Une petit point historique s’impose. On s’en souvient tous, la série des PES a régné sans partage sur l’ère des consoles 128 bits (PS2, Gamecube et Xbox). A l’époque les FIFA se cherchaient désespérément entre l’arcade sans grand intérêt et la richesse de la simulation. Puis est venu cette génération de console, aujourd’hui à son crépuscule. Comme une grande partie de ses homologues développeurs japonais, le virage de la HD s’est avéré très difficile pour Konami (ou KCET pour parler plus précisément).
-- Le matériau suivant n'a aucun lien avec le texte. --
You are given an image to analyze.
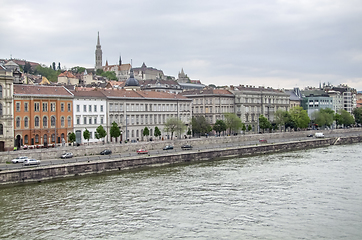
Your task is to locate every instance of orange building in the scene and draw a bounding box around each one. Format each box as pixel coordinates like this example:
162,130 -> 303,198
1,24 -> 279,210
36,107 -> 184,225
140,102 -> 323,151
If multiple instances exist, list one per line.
14,84 -> 73,148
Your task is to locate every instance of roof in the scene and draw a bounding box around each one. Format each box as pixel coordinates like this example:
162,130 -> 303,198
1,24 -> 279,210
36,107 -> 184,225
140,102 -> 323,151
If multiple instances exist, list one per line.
14,84 -> 73,98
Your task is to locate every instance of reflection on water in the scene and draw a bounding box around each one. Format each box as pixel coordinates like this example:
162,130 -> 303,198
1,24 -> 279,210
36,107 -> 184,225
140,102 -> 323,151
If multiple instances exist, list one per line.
0,144 -> 362,239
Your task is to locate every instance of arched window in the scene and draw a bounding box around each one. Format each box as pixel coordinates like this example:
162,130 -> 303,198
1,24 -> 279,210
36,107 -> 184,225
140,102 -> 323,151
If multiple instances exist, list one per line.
34,116 -> 39,127
15,117 -> 20,128
50,116 -> 55,127
43,116 -> 48,127
24,117 -> 29,128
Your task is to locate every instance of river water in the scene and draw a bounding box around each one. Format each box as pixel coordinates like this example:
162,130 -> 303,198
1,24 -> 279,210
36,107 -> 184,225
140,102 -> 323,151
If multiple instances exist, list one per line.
0,144 -> 362,239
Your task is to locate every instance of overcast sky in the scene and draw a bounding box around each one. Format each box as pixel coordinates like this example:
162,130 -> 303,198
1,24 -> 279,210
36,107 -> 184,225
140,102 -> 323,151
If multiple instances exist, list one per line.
0,0 -> 362,90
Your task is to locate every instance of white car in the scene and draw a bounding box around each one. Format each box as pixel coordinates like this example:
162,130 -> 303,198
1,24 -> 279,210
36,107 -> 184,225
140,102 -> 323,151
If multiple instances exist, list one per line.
24,159 -> 40,165
11,156 -> 28,163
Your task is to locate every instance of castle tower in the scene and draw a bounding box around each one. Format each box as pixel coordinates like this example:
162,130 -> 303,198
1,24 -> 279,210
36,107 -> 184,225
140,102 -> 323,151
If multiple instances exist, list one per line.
95,32 -> 102,70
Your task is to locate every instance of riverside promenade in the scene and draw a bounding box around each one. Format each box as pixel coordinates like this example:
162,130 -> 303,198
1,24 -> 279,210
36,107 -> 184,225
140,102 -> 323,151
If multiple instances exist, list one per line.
0,128 -> 362,185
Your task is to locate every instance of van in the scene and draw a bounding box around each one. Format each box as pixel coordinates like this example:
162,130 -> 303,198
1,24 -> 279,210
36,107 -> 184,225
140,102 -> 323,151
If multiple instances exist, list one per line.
314,133 -> 324,138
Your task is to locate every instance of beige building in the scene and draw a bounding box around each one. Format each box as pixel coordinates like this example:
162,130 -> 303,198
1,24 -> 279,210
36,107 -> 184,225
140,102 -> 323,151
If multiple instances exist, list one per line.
0,64 -> 14,151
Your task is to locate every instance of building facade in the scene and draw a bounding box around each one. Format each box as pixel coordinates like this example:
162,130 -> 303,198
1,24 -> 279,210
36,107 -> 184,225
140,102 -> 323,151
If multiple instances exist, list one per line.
13,84 -> 73,148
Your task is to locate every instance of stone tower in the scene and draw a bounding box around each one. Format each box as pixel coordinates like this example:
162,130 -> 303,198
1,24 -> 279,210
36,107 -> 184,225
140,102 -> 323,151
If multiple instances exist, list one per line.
95,32 -> 103,70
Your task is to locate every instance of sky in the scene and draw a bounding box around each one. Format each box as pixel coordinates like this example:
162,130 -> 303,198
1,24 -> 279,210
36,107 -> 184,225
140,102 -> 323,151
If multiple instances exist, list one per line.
0,0 -> 362,90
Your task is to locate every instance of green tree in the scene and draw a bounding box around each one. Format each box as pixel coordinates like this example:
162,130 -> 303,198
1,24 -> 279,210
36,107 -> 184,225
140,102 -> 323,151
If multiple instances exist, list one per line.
191,116 -> 210,137
83,129 -> 90,145
109,122 -> 121,142
154,126 -> 161,138
164,117 -> 186,139
259,115 -> 271,132
142,127 -> 150,141
289,107 -> 310,128
68,132 -> 76,144
213,119 -> 226,135
95,125 -> 107,143
224,113 -> 243,134
352,107 -> 362,124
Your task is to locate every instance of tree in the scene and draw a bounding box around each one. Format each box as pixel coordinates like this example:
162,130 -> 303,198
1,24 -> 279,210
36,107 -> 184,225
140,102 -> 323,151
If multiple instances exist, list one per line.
109,122 -> 121,142
83,129 -> 90,145
68,133 -> 76,144
224,113 -> 243,134
191,116 -> 210,136
95,125 -> 107,143
352,107 -> 362,124
213,119 -> 226,135
259,114 -> 271,132
142,127 -> 150,141
289,107 -> 310,128
164,117 -> 186,139
153,126 -> 161,137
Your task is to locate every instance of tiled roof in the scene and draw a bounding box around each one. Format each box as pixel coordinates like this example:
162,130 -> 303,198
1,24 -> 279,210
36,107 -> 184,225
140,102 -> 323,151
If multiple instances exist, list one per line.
14,84 -> 73,97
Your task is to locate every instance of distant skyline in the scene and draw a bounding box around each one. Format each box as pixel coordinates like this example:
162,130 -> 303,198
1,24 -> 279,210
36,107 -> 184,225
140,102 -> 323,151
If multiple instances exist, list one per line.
0,0 -> 362,90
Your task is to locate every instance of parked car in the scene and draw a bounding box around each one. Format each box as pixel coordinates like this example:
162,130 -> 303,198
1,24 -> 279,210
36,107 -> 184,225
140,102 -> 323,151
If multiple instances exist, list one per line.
163,145 -> 173,150
100,149 -> 112,155
24,158 -> 40,165
61,152 -> 73,158
137,148 -> 148,154
181,144 -> 192,150
11,156 -> 29,163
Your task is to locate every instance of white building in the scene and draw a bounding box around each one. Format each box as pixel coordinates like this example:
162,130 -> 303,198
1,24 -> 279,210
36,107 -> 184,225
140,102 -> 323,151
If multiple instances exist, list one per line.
72,88 -> 107,144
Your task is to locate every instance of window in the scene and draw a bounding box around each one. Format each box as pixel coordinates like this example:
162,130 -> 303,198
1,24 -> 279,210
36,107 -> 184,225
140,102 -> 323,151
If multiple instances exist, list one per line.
24,117 -> 29,128
43,116 -> 48,127
43,103 -> 48,112
15,117 -> 20,128
50,116 -> 55,127
34,103 -> 40,112
34,116 -> 39,127
50,103 -> 55,112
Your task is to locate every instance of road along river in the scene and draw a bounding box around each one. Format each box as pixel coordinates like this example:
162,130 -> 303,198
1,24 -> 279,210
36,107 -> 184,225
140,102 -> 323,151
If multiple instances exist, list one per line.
0,143 -> 362,239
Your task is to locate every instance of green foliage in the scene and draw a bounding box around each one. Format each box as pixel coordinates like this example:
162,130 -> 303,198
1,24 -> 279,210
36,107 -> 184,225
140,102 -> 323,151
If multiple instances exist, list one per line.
34,65 -> 61,82
83,129 -> 90,144
154,127 -> 161,137
191,116 -> 210,136
142,127 -> 150,136
109,122 -> 121,138
259,115 -> 271,131
164,117 -> 186,139
352,107 -> 362,124
95,125 -> 107,139
289,107 -> 310,128
213,120 -> 226,135
68,133 -> 76,143
224,113 -> 243,133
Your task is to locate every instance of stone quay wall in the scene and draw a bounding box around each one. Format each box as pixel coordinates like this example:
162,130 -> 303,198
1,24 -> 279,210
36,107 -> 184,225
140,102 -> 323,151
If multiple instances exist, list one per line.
0,128 -> 362,163
0,136 -> 362,185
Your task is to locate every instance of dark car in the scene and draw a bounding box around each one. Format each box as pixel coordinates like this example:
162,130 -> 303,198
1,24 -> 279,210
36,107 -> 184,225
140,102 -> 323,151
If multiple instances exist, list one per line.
100,149 -> 112,155
163,145 -> 173,150
181,144 -> 192,150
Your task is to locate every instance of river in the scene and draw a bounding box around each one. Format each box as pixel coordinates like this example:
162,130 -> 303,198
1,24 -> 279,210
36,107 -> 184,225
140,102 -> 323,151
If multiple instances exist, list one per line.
0,144 -> 362,239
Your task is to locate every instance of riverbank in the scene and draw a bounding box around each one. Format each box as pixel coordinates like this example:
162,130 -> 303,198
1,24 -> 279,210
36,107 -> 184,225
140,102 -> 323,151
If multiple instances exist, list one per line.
0,136 -> 362,185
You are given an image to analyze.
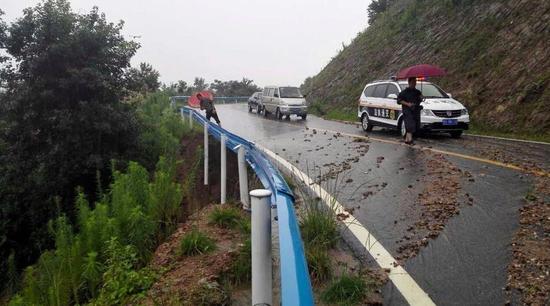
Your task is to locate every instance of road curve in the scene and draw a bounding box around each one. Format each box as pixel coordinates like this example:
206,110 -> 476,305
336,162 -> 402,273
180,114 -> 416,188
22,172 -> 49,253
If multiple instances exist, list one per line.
213,104 -> 550,305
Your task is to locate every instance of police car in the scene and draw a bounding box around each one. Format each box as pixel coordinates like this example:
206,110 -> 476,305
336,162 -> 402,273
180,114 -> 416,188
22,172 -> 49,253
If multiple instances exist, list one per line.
357,79 -> 470,138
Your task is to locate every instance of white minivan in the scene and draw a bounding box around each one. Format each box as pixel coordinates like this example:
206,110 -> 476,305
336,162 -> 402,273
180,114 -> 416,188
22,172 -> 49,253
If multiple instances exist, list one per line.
357,80 -> 470,138
261,86 -> 307,119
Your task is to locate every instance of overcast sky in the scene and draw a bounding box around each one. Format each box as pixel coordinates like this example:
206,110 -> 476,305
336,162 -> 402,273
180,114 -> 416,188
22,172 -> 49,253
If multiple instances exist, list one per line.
0,0 -> 370,86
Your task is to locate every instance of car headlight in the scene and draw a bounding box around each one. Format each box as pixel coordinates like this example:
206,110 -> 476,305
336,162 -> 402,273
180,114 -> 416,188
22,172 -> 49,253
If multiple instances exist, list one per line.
420,108 -> 434,117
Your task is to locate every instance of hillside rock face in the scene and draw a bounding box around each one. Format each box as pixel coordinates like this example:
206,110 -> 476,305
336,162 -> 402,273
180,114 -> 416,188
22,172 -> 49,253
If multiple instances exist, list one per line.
302,0 -> 550,135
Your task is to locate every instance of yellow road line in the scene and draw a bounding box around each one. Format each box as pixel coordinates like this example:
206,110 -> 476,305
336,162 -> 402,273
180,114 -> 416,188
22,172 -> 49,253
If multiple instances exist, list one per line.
315,128 -> 550,176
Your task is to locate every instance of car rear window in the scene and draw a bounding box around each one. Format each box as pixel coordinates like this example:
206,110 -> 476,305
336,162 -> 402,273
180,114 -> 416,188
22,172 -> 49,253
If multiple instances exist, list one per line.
386,84 -> 399,97
374,84 -> 388,98
365,86 -> 375,97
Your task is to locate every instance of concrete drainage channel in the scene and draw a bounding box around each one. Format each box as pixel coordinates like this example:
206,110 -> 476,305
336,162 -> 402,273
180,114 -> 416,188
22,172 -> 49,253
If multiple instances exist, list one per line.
181,108 -> 435,305
180,107 -> 314,305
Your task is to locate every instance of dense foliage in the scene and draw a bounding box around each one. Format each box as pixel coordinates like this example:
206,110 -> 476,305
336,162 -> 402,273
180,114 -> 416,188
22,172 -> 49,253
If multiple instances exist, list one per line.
5,90 -> 191,305
0,0 -> 186,298
126,63 -> 160,93
0,0 -> 144,292
163,77 -> 261,97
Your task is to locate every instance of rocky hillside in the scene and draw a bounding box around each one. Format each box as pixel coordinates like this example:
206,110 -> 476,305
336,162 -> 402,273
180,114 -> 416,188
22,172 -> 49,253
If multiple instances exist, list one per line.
302,0 -> 550,137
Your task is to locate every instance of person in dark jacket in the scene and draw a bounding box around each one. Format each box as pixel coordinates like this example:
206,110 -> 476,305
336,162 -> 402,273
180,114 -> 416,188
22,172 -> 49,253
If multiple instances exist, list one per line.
197,93 -> 222,126
397,78 -> 423,144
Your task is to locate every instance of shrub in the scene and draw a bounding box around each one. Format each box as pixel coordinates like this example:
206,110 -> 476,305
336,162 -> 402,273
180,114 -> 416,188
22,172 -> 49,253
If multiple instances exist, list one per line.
226,238 -> 252,285
300,199 -> 338,248
180,228 -> 216,256
208,205 -> 242,228
306,245 -> 332,282
321,274 -> 368,305
90,238 -> 155,305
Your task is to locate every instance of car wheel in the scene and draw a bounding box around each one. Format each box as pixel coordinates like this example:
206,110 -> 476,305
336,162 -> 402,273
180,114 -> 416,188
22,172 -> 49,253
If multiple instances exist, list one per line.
361,114 -> 374,132
451,131 -> 462,138
399,119 -> 407,137
275,108 -> 283,120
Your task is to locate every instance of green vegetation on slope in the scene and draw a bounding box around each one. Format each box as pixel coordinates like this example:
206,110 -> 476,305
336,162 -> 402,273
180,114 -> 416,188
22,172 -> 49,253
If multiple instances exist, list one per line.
11,94 -> 193,305
302,0 -> 550,140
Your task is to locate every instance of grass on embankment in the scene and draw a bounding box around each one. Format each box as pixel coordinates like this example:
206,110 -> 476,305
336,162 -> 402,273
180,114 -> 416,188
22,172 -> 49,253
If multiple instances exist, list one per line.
285,170 -> 384,305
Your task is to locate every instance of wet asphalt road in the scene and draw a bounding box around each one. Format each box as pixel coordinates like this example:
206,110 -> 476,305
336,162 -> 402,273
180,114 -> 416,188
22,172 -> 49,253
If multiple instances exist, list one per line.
212,104 -> 550,305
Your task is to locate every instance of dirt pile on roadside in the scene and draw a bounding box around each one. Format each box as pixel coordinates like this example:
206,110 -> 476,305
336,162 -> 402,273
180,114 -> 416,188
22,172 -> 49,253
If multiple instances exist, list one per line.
142,204 -> 248,305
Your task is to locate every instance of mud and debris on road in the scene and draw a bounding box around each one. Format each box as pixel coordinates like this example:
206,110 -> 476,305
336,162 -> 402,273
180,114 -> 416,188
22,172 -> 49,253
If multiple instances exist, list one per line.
505,177 -> 550,305
396,153 -> 464,260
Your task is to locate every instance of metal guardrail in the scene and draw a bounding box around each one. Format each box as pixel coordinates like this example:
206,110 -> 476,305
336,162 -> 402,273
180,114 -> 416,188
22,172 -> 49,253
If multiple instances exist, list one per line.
170,96 -> 250,107
180,106 -> 314,306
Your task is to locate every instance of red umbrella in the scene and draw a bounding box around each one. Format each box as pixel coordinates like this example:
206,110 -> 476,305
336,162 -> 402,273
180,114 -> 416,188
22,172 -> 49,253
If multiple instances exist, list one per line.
397,64 -> 447,79
187,90 -> 214,108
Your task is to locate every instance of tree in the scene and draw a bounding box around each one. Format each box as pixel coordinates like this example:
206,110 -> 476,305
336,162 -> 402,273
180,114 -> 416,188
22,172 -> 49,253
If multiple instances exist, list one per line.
0,0 -> 139,289
193,77 -> 208,91
367,0 -> 395,25
176,80 -> 187,95
126,63 -> 160,93
210,78 -> 260,97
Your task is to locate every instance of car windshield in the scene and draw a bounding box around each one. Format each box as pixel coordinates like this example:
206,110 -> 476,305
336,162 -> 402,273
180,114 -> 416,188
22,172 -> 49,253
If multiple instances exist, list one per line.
279,87 -> 302,98
399,83 -> 449,99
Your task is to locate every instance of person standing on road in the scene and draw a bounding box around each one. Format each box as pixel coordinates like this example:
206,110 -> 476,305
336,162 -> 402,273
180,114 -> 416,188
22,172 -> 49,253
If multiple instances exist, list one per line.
197,93 -> 222,126
397,77 -> 422,144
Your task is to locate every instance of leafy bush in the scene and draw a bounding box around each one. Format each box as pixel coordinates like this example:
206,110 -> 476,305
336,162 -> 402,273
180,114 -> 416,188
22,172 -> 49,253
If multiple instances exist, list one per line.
300,199 -> 338,248
90,238 -> 155,305
225,237 -> 252,285
208,205 -> 242,228
179,228 -> 216,256
321,274 -> 368,305
0,0 -> 138,290
306,244 -> 333,282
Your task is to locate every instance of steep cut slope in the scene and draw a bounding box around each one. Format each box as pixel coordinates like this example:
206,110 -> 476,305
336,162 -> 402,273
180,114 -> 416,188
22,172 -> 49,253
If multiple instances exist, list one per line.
302,0 -> 550,137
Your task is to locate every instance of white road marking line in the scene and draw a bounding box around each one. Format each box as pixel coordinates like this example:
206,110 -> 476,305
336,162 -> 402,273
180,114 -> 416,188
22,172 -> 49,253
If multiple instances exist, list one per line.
256,144 -> 435,306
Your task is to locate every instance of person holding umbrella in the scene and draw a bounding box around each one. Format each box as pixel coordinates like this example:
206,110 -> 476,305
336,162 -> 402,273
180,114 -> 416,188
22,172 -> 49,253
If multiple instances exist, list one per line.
397,64 -> 447,144
197,92 -> 222,126
397,77 -> 423,144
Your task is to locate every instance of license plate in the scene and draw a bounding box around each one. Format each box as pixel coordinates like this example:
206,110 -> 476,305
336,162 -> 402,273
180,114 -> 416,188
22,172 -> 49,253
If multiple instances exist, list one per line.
443,119 -> 458,125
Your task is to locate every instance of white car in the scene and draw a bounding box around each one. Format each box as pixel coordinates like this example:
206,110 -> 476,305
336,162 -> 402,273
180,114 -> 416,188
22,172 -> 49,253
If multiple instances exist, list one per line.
357,80 -> 470,138
261,86 -> 307,119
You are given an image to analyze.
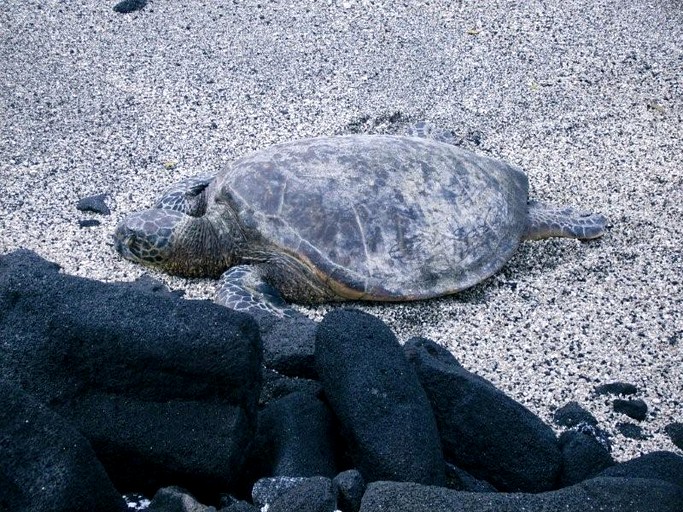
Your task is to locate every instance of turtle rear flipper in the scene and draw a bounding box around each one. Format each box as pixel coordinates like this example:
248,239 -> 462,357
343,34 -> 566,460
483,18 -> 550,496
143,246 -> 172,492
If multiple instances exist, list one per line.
215,265 -> 296,317
522,201 -> 607,240
154,176 -> 214,217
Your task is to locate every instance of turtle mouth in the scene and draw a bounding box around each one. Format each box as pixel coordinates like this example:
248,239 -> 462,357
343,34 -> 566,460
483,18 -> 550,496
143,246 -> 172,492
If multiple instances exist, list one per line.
114,225 -> 140,262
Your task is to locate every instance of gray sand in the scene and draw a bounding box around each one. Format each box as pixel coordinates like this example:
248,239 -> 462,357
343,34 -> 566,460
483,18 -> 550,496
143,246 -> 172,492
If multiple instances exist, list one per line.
0,0 -> 683,459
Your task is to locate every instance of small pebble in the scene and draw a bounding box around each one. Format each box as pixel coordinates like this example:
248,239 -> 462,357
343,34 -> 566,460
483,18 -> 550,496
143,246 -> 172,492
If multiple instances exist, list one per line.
76,194 -> 111,215
664,423 -> 683,450
612,398 -> 647,421
78,219 -> 101,228
616,423 -> 647,440
595,382 -> 638,395
114,0 -> 147,14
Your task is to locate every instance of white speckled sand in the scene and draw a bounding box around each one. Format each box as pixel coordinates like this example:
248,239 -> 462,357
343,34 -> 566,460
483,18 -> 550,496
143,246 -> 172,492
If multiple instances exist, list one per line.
0,0 -> 683,460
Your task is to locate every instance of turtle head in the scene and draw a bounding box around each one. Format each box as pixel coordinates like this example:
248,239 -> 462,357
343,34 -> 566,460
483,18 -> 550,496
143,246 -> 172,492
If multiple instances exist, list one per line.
114,208 -> 231,277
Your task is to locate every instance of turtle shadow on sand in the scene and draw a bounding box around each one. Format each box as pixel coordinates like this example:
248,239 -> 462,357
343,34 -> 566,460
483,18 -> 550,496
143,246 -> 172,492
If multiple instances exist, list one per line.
114,123 -> 607,316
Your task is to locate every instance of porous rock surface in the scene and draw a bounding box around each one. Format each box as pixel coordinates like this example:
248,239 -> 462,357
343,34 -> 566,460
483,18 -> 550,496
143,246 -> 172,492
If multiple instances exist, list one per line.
315,309 -> 445,485
0,251 -> 683,512
0,251 -> 261,493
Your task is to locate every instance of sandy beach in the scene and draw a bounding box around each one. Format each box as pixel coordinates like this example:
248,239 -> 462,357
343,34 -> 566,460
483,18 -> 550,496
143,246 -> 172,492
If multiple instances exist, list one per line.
0,0 -> 683,460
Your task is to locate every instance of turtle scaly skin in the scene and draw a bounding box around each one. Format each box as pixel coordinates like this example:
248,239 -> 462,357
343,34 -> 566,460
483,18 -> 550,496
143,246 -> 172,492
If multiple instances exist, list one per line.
115,127 -> 606,312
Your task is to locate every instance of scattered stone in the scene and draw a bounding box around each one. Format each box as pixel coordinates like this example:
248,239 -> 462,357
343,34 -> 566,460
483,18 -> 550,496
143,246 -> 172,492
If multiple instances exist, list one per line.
0,380 -> 126,512
114,0 -> 147,14
599,451 -> 683,488
147,487 -> 216,512
360,478 -> 683,512
76,194 -> 111,215
78,219 -> 102,228
559,430 -> 614,487
664,423 -> 683,450
594,382 -> 638,395
553,402 -> 598,428
615,422 -> 647,441
612,398 -> 647,421
0,251 -> 261,495
247,393 -> 337,479
315,309 -> 445,485
405,338 -> 561,492
332,469 -> 365,512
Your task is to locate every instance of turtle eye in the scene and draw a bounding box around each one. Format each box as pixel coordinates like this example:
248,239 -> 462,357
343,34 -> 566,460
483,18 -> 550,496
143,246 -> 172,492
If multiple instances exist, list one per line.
126,235 -> 142,258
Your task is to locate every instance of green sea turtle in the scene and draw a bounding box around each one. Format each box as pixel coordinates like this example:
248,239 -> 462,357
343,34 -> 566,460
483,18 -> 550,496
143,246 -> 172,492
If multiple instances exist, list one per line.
114,125 -> 606,314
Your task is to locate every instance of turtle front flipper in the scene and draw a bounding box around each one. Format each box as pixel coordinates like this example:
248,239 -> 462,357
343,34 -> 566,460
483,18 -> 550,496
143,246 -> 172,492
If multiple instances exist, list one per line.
215,265 -> 296,317
522,201 -> 607,240
154,176 -> 214,217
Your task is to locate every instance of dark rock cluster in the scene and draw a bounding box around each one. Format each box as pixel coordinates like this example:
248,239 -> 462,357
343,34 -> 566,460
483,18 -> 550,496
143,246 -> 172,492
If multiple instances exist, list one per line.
0,251 -> 683,512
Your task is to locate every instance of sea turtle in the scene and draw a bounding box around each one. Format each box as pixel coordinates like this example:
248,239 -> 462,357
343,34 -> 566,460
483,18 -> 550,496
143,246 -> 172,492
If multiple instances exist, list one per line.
114,126 -> 606,315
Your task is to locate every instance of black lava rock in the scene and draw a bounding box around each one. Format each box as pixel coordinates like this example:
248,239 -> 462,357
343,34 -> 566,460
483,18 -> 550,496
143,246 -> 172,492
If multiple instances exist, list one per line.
664,423 -> 683,450
553,402 -> 598,428
332,469 -> 365,512
360,478 -> 683,512
220,501 -> 261,512
0,380 -> 126,512
612,398 -> 647,421
268,477 -> 337,512
76,194 -> 111,215
594,382 -> 638,395
315,309 -> 445,485
0,251 -> 261,495
147,487 -> 216,512
249,393 -> 337,478
405,338 -> 561,492
259,368 -> 323,406
560,430 -> 614,487
446,463 -> 498,492
251,477 -> 335,512
599,451 -> 683,488
114,0 -> 147,14
252,311 -> 318,379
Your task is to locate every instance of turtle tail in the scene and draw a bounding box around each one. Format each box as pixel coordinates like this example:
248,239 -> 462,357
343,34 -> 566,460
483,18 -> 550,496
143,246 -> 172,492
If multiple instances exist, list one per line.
522,201 -> 607,240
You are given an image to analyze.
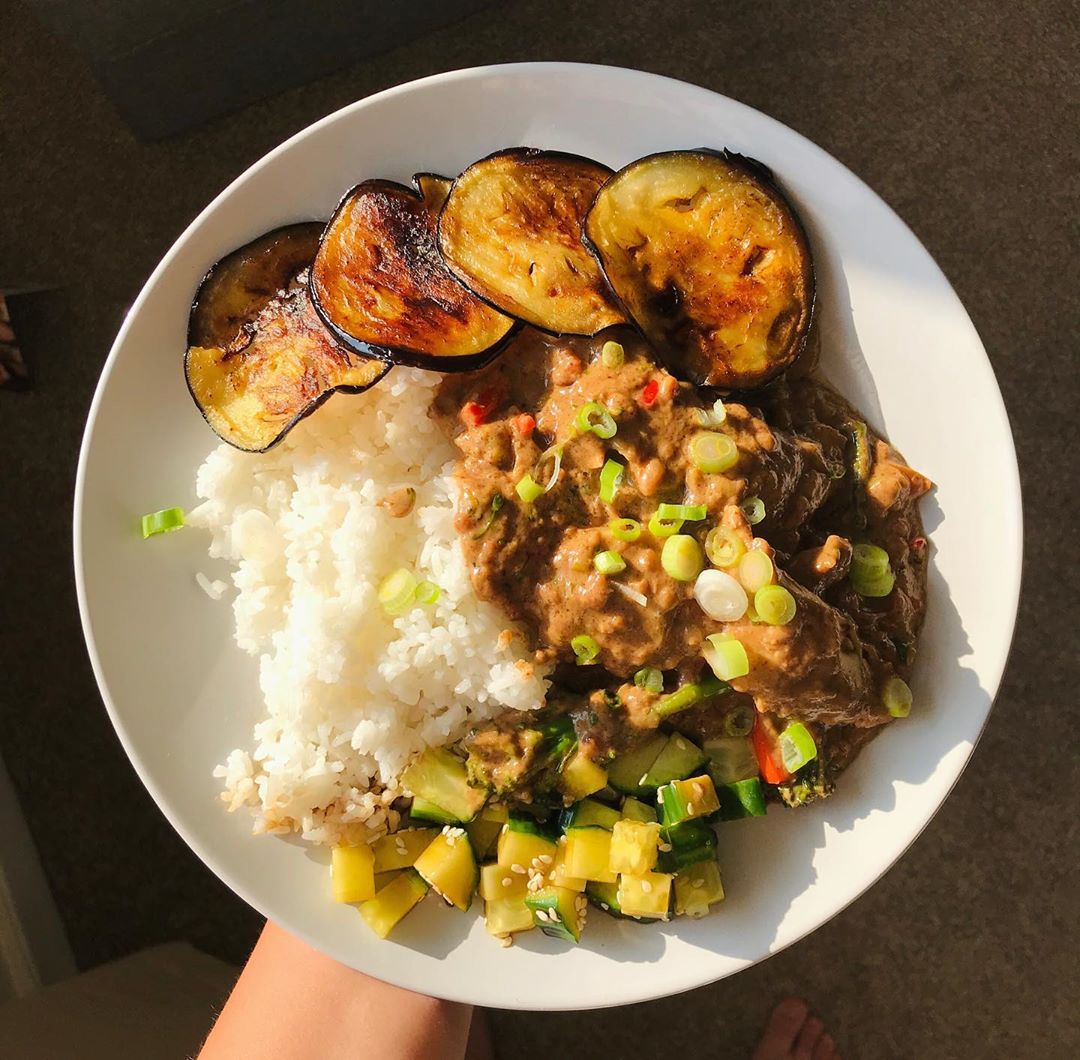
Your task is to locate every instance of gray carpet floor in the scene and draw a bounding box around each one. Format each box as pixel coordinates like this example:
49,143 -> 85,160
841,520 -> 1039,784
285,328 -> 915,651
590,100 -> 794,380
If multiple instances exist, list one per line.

Dans le même temps le géant Electronic Arts peaufinait dans son coin le renouveau de sa série emblématique. Quelques années plus tôt, de nouvelles équipes ont repris en main le développement de FIFA. Avec elle, le jeu s’est imprégné d’une toute nouvelle philosophie de gameplay, maintenant totalement axés sur la simulation pure et dure. Le travail va payer, FIFA 08 marque une nouvelle étape. Jamais un jeu de foot n’aura été aussi complet et riche. Pourtant bien installé sur son trône dans la tête des joueurs, PES n’avance plus, n’évolue plus vraiment et se voit pour la première fois vraiment menacé par la concurrence depuis plus de 8 ans. S’ensuivront alors 6 années de domination sans partage de la série d’EA Sports. Tout portait à croire alors que sur une génération de console en fin de vie, cette hiérarchie ne pourrait pas vraiment évoluer. C’est se tromper, du moins en partie.

PES-14

Fox Engine trop jeune pour les vieux

Cette nouvelle édition 2014 est assez particulière. PES revient en force avec de nouvelles armes pour affronter le Goliath américain. Cette arme, c’est le Fox Engine. Fox, en référence à Fox Hound bien sûr, puisque tout spécialement développé pour le très prometteur 5eme opus de la série des Metal Gear Solid. Les images et vidéo de ce dernier tutoyant le photoréalisme, nous ne pouvions qu’être surexcités à l’idée de voir un jeu de foot du même calibre graphique. C’était oublier que les machines actuelles soufraient de certaines limitations techniques totalement logiques après 7 ans d’existences. PES 2014 est beau, c’est incontestable, mais nos PS360 ne suivent tout simplement pas ce que le jeu veut proposer à l’écran, du moins sur c’est le constat que l’on peut se faire sur la démo.

Dès que le jeu tente du gros plan en affichant plusieurs joueurs à la fois, l’animation s’écroule lamentablement. Afin de rendre le tout quand même jouable, les développeurs ont du faire de nombreuses concessions. En jeu, c’est bien heureusement très fluide, assez propre et même plutôt joli mais on ne voit que peu de différence par rapport aux anciens opus. Pour capter l’influence Fox Engine, il faut se rapprocher de la tronche des joueurs, souvent très biens modélisés. Mais là, comme prévu, ça saccade, ça rame dans tous les sens, la console hurle à l’agonie et qu’il ne faut pas lui faire faire des trucs comme ça parce que définitivement, c’est plus de son âge.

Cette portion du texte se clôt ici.